On the other hand, there were low rates of germination of the seeds in KCl solutions. However, the rate of germination was higher in 0.1M KCl solution compared to the other concentrations. This observation was because the low concentration of KCl in the 0.1M solution did not affect the concentration gradient adversely. Therefore, water was able to move from the 0.1M KCl solution into the seeds leading to the germination of the seeds.
However, the rate of germination was still lower than that attained in deionized water. In contrast, the mung bean seeds placed in 0.5M KCl solution did not germinate because osmosis was hampered. The 0.5M solution was hypertonic with respect to the bean seeds. However, the water did not move out of the seeds into the solution because the seeds were dry due to their state of dormancy. There was no movement of water into the seeds. Consequently, seed dormancy was not broken, and germination was unable to proceed.
The findings of this study were in agreement with other similar studies, which showed that salts prevented the germination of seeds. For example, a study by Brandenburg and Kleier (2011) showed that MgCl2 at a concentration of 0.1M lowered the rate of germination of radish. However, in this study, the researchers used 0.01M MgCl2 as the control instead of deionized water. A separate study by Sholi (2012) also indicated that salt concentrations had adverse effects on germination and development of tomato cultivars (monocotyledons).
Liu (2012) also showed that increasing the concentrations of NaCl and sorbitol lowered the rate of germination due an elevated expression of ZAT6 in leaves. All these studies showed that salt concentrations affected the germination of dicotyledons and monocotyledons equally.
Increasing the concentration of KCl impeded osmosis and led to low rates of germination. The findings of the experiment led to the deduction that water was essential for germination and that saline conditions had injurious upshots on the rate of seed germination.
Brandenburg, William, and Catherine Kleier. “Effect of MgCl2 on Germination, Growth and Biomass Allocation of the Radish CV. “Cherry Belle”.” American Journal of Environmental Sciences 7.2(2011): 132-135. Print.
Golzardi, Farid, Saeed Vazan, Hossien Moosavinia and Ghasem Tohidloo. “Effects of Salt and Drought Stresses on Germination and Seedling Growth of Swallow Wort (Cynanchum acutum L.).” Research Journal of Applied Sciences, Engineering and Technology 4.21(2012): 4524-4529. Print.
Guo, Youyan Wenhui Zhang, Jingfeng He, Jianyun Zhou, and Hongyuan Yu. “Effects of water stress and seed mass on germination and antioxidative enzymes of Xanthoceras sorbifolia.” African Journal of Biotechnology 11.18(2012): 4187-4195. Print.

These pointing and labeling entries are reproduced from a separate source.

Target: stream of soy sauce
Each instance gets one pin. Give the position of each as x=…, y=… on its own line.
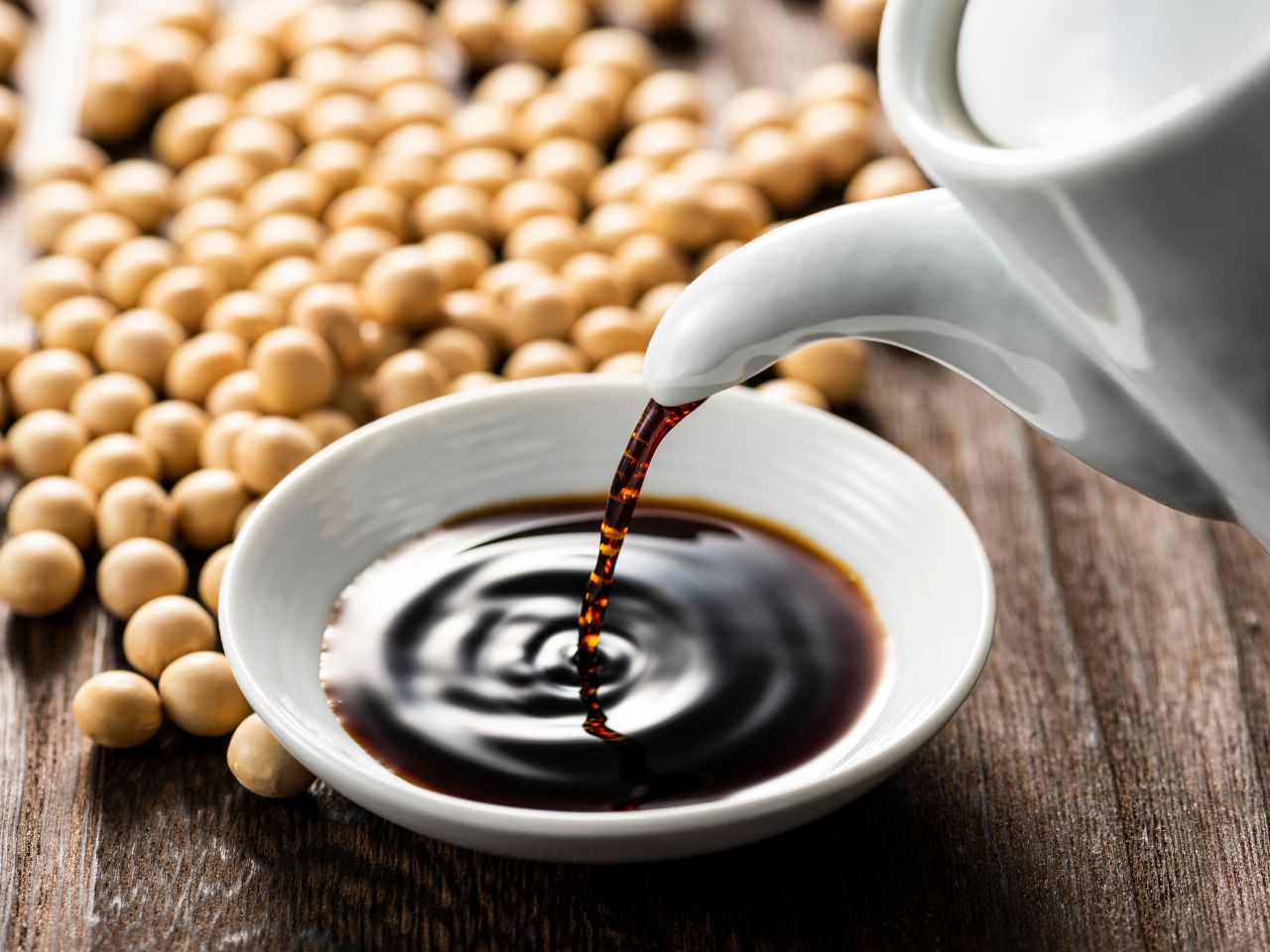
x=654, y=422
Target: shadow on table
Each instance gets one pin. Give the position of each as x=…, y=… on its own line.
x=185, y=853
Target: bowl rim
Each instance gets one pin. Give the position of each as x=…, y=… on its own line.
x=388, y=789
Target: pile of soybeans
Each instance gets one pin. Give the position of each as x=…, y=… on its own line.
x=347, y=211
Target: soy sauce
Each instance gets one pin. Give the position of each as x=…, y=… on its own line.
x=731, y=652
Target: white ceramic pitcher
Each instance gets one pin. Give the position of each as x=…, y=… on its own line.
x=1097, y=257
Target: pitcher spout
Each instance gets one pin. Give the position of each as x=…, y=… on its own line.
x=916, y=272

Kim, Sang-Gyu, An-Kyo Lee, Hye-Kyung Yoon, and Chung-Mo Park. “A Membrane-Bound NAC Transcription Factor NTL8 Regulates Gibberellic Acid-Mediated Salt Signaling in Arabidopsis Seed Germination.” The Plant Journal 55.1 (2008): 77-88. Print.
Liu, Xiao-Min. “Phosphorylation of the Zinc Finger Transcriptional Regulator ZAT6 by MPK6 Regulates Arabidopsis Seed Germination under Salt and Osmotic Stress.” Biochemical and Biophysical Research Communications 430.3 (2013): 1054–1059. Print.
Sholi, Nasser, J. Y. “Effect of salt stress on seed germination, plant growth, photosynthesis and ion accumulation of four tomato cultivars.” American Journal of Plant Physiology 7.6 (2012): 269-275. Print.